In the following days, Liz called the police station repeatedly, but no leads appeared. Jeff had become a magician, vanishing without a trace.

***

For Liz, the next three weeks were like a prolonged wait in a doctor’s office when you know you are going to have a colonoscopy. Liz moved herself robotically through ordering new summer designs, firing a model for coming in drunk for a fitting, and calming Mrs. George Franklin III, when a Size 14 St. John’s knit wouldn’t stretch around her Size 16 derriere.

At home, she laid in the bathtub until the water grew cold, forced down Italian and Chinese TV dinners, which tasted about the same, and watched sitcoms, game shows, and late-night talk shows.

On the twenty-third, Liz called in sick. When she finally got out of bed, she put on her sweats. The pants hung on her. She had lost six pounds without trying. She ate dry toast since she didn’t trust her stomach and washed it down with coffee. This whole scenario felt like a nightmare she would wake from. But each time she passed the tie on the rack, she knew it wasn’t.

 Her phone rang in her hand, startling her.

“Hello, Jeff?”

 “Liz, the three weeks are over,” Dorothy said. “You need to hire a detective. If you don’t, I will.”
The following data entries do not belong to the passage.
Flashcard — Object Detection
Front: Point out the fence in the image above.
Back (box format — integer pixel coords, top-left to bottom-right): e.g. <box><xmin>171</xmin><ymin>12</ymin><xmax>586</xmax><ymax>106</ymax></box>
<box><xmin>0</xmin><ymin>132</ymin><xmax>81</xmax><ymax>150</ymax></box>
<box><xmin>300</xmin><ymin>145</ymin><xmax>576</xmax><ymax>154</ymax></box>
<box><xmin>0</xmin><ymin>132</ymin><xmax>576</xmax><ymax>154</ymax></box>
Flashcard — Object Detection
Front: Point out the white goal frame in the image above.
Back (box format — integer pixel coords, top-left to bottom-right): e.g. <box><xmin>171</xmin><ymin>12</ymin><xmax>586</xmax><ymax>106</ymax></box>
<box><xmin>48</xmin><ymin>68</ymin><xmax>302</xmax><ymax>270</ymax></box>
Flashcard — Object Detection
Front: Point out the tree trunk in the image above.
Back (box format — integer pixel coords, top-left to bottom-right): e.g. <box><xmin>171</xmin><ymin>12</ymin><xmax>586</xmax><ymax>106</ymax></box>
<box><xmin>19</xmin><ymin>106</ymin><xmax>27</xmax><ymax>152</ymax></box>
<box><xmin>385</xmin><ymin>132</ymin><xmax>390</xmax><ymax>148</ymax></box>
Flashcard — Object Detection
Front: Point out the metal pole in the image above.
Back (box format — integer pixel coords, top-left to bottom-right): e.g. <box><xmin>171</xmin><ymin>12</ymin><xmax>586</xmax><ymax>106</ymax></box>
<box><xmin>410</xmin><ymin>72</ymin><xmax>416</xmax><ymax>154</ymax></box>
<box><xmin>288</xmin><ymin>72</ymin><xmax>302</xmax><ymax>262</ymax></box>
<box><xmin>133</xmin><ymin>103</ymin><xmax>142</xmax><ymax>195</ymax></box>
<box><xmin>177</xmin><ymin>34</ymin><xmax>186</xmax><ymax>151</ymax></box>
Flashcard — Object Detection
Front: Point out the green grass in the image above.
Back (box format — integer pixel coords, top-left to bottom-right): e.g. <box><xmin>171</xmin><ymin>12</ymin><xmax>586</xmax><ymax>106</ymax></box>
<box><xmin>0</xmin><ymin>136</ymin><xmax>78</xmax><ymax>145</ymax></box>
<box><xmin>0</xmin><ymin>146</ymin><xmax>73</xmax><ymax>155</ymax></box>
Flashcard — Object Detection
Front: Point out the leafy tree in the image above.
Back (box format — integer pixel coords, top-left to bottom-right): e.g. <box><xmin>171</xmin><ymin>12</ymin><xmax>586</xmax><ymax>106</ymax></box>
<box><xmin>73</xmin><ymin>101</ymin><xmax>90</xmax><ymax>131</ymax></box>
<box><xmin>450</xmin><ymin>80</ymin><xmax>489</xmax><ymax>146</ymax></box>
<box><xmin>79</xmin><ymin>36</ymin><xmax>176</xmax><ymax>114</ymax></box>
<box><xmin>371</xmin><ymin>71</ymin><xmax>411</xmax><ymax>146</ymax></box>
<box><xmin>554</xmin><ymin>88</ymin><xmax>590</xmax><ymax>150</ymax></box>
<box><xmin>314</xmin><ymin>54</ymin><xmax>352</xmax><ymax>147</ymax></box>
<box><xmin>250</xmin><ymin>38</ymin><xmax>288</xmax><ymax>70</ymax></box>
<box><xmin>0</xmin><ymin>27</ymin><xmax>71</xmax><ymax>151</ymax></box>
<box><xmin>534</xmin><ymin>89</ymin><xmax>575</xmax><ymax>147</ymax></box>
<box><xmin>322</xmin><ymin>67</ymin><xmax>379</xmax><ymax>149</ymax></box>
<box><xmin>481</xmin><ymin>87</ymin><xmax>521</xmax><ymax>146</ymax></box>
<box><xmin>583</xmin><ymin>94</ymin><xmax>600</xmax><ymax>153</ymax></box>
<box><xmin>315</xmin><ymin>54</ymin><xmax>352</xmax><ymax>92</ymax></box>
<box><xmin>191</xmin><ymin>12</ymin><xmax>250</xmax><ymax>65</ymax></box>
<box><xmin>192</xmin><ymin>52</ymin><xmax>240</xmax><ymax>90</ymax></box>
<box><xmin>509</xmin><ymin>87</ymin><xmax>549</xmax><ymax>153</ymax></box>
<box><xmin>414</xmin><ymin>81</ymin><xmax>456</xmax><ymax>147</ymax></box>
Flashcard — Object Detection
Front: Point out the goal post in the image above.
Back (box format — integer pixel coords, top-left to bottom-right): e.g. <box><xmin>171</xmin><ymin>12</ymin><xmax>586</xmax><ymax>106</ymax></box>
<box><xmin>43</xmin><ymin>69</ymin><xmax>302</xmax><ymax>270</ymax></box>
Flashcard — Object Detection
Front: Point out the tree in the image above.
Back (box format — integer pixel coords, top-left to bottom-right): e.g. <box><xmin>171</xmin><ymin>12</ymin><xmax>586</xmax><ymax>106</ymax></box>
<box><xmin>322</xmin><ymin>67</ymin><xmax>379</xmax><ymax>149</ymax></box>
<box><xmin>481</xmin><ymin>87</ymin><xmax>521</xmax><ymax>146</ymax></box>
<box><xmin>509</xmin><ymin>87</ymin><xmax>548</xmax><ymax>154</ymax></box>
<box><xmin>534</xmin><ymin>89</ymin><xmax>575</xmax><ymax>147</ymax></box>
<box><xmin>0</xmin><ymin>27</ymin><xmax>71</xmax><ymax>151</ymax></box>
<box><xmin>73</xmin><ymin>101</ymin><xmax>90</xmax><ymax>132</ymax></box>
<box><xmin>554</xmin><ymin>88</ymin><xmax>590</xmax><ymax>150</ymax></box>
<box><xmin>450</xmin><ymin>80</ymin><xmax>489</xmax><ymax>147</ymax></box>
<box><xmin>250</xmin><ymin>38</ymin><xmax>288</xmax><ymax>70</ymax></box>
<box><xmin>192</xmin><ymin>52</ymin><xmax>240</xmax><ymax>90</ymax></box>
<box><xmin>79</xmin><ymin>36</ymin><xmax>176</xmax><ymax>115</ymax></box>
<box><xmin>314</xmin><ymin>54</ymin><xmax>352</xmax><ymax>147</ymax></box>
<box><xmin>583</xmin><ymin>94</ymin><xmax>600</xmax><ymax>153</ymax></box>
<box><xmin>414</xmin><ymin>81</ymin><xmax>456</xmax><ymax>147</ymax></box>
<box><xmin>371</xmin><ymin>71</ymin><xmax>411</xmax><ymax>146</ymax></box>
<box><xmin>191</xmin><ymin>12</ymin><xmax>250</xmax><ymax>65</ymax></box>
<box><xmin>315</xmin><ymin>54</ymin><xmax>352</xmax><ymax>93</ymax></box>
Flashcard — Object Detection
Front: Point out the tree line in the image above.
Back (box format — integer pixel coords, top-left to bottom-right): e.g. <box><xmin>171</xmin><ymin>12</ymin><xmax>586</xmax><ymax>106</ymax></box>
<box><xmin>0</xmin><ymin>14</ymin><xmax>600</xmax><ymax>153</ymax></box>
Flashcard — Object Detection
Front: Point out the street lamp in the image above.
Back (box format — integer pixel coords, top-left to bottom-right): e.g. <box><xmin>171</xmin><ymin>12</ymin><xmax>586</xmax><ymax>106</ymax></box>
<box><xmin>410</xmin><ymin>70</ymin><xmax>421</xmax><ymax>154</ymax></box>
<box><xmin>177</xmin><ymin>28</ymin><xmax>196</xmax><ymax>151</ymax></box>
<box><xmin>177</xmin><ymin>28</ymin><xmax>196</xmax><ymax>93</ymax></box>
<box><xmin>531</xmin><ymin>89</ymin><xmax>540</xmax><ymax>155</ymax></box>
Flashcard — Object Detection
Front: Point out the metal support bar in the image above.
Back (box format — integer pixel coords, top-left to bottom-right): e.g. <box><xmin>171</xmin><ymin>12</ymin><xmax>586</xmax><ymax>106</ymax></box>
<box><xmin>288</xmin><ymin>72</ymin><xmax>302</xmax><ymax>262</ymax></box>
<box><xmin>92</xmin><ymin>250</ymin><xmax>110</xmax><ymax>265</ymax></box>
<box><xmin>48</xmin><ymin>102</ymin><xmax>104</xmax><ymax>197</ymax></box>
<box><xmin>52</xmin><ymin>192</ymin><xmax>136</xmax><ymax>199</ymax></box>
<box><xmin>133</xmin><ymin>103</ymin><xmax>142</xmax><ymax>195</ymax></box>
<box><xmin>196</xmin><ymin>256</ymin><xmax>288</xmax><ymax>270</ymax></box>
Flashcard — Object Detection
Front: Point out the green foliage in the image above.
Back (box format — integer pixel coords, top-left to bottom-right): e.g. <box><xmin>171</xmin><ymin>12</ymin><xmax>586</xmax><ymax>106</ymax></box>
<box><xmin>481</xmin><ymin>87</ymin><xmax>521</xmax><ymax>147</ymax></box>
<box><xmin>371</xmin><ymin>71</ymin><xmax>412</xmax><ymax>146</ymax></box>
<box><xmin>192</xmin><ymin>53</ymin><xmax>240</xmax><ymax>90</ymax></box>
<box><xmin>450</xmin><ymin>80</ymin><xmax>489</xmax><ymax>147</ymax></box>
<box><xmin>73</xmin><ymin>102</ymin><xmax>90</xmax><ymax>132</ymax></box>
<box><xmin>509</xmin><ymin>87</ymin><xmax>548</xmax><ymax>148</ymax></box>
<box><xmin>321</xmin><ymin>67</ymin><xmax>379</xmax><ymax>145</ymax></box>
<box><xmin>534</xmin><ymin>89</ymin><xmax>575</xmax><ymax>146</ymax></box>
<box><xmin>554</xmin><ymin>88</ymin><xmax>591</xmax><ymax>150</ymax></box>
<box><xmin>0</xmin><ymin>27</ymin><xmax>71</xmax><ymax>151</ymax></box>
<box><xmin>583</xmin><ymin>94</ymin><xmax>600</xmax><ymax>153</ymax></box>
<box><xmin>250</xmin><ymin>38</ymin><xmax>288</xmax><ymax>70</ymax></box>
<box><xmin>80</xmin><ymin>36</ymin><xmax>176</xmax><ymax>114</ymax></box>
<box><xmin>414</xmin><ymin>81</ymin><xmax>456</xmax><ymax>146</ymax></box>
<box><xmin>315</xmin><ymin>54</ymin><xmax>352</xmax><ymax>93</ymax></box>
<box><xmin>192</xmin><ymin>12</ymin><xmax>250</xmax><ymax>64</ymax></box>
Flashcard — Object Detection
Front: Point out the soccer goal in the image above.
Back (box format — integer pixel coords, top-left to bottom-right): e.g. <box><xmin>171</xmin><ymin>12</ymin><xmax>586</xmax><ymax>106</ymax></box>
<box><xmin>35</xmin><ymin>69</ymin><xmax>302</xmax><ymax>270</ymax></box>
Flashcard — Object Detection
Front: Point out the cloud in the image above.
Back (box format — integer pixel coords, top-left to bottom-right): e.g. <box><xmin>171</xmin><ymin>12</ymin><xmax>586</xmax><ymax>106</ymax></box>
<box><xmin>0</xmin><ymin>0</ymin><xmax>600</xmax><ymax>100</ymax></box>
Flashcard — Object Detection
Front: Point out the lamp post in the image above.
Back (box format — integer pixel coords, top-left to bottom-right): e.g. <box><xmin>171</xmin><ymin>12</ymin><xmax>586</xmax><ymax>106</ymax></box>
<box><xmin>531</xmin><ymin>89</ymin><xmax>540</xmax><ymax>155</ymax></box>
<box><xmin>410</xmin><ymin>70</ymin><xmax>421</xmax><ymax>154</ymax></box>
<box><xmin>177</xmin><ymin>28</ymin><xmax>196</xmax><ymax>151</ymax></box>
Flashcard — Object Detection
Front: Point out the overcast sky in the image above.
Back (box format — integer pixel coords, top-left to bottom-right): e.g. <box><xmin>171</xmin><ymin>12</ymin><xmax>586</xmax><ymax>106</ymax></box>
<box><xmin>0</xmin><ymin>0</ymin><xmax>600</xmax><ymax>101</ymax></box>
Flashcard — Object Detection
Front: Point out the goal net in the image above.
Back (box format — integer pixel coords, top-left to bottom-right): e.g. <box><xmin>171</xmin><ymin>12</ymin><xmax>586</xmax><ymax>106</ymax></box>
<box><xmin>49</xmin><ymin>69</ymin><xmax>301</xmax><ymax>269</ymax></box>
For once, her mother-in-law was right. She would call tomorrow.

***

Liz felt like a suspect, interrogated by strangers about her personal life and her whereabouts on the day Jeff disappeared. Cliff Robertson, the detective, looked at phone records, flights from Seattle and Portland, and interviewed Jeff’s workmates, friends, and acquaintances. The tie, taken to a lab, had no bloodstains, just Liz and Jeff’s fingerprints. The mud came from the ditch. No clues emerged like detective shows did on TV.

Two years later, the muddy tie still lies in a plastic bag in the missing person’s evidence room.

When Liz runs after work, she focuses on the path ahead. She no longer theorizes who objects she sees might belong to or why they came to be there. She might be too close to the truth.